Ou seja, quando bem conduzidos, estes estudos não são apenas “opiniões”: são informação estratégica para apoiar escolhas consistentes.
Tipos de estudos qualitativos
A escolha do tipo de estudo depende do momento do negócio e do tipo de decisão que se quer tomar. Ainda assim, há formatos recorrentes.
1) Contexto geral
Este tipo de estudos qualitativos ajuda a compreender a dinâmica do mercado, o posicionamento da marca/produto e o papel dos concorrentes. Em muitos casos, inclui abordagens do tipo U&A (usage and attitudes), isto é, como as pessoas usam e o que pensam sobre uma categoria.
Geralmente, aplica-se quando o cliente ainda não conhece o mercado com segurança suficiente para agir com confiança.
2) Avaliação de conceitos, produtos ou comunicação
Aqui, o foco está em testar ideias em detalhe: identificar pontos fortes e fracos, avaliar adequação ao target e à realidade vigente, estimar espaço de posicionamento e recolher sugestões de ajuste face ao “ideal”.
Por isso, estes estudos qualitativos surgem com frequência antes de lançamentos ou reposicionamentos, quando é necessário reunir informação para decisões mais sólidas.
3) Longitudinal ou tracking qualitativo
Quando se pretende acompanhar a evolução de uma categoria, marca, produto ou comunicação ao longo do tempo, faz sentido aplicar um tracking qualitativo.
Através de diagnósticos periódicos, este formato permite identificar tendências actuais e futuras, fornecendo inputs continuados para ajustar estratégia com base na evolução real do mercado.
4) Exploratório
Um estudo exploratório serve, muitas vezes, para preparar as etapas seguintes. Por exemplo, pode ajudar a construir questionários quantitativos, levantando atributos relevantes e linguagem do target.
Ao mesmo tempo, este tipo de estudos qualitativos é útil para gerar ideias de novos conceitos e também para investigar e aprofundar resultados de um estudo quantitativo anterior.
Técnicas de recolha de informação em estudos qualitativos
A qualidade dos resultados depende, em grande parte, da técnica escolhida e da forma como é aplicada.
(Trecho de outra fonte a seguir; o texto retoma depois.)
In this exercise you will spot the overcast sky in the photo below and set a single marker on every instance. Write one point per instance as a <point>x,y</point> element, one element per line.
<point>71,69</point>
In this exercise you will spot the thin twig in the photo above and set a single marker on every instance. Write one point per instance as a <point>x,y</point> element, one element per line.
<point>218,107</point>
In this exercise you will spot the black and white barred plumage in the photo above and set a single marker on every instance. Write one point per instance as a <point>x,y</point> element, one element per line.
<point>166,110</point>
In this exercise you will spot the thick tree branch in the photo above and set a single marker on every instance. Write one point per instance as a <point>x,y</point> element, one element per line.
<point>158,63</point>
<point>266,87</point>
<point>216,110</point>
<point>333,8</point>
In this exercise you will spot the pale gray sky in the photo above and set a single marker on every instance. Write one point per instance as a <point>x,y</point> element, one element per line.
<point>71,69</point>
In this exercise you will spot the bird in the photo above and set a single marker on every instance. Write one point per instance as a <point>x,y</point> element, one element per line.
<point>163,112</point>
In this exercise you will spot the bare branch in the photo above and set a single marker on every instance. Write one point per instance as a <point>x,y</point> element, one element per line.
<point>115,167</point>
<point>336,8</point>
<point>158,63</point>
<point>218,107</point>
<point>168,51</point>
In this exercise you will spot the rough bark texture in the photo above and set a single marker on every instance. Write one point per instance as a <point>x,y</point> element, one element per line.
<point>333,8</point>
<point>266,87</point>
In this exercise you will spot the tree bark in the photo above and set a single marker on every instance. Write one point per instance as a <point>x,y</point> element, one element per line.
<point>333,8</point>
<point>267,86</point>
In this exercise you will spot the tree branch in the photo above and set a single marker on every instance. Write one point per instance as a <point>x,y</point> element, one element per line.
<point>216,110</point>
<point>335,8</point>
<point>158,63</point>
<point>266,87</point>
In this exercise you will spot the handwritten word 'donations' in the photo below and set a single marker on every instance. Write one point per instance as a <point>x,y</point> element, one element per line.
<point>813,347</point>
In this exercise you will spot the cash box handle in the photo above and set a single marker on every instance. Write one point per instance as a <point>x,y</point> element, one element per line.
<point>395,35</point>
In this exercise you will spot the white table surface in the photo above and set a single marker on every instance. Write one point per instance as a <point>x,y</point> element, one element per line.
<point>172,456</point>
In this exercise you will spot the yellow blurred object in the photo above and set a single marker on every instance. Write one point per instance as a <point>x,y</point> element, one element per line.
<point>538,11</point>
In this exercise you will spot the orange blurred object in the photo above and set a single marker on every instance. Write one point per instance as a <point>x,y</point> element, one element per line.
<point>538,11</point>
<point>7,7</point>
Eis as principais.
Entrevistas aprofundadas (presenciais ou online)
As entrevistas aprofundadas permitem obter informação mais detalhada e tratar temas sensíveis com maior conforto e privacidade. Além disso, são mais fáceis em termos de recrutamento.
Contudo, por serem mais demoradas, tendem também a ser mais caras e exigem maior preparação e análise posterior.
Reuniões de grupo (presenciais ou online)
Os grupos permitem uma recolha mais rápida e ajudam a compreender fenómenos em que a dinâmica social tem peso – por exemplo, normas, influência entre pares, linguagem colectiva e reacções em cadeia.
Além disso, em termos de custo, podem ser mais económicos. Ainda assim, exigem uma boa moderação para evitar dominâncias, “efeito manada” e respostas condicionadas.
Técnicas projectivas
Quando o objectivo é aceder a conteúdos latentes (o que as pessoas sentem, mas não dizem directamente), as técnicas projectivas podem ser decisivas. Entre as mais usadas estão:
- Associação livre
- Frases incompletas
- Retrato chinês
- Retrato robot
- Planetário
- Colagens
Estas técnicas são particularmente úteis quando existe resistência à verbalização directa ou quando se pretende explorar simbolismos e percepções mais profundas.
Tratamento de dados: análise de conteúdo
Nos estudos qualitativos, o tratamento de dados passa frequentemente pela análise de conteúdo. Na prática, trata-se de organizar e sistematizar a informação que responde às questões do guião, excluindo o irrelevante e inserindo, em cada tópico, o que é pertinente.
Ao longo desse processo, podem ser incluídas interpretações fundamentadas, sobretudo quando surgem padrões consistentes durante a audição de gravações áudio/vídeo ou na leitura de transcrições.
Assim, o resultado final não é um “apontamento solto”, mas uma leitura estruturada, com evidências, temas-chave, tensões, insights e recomendações.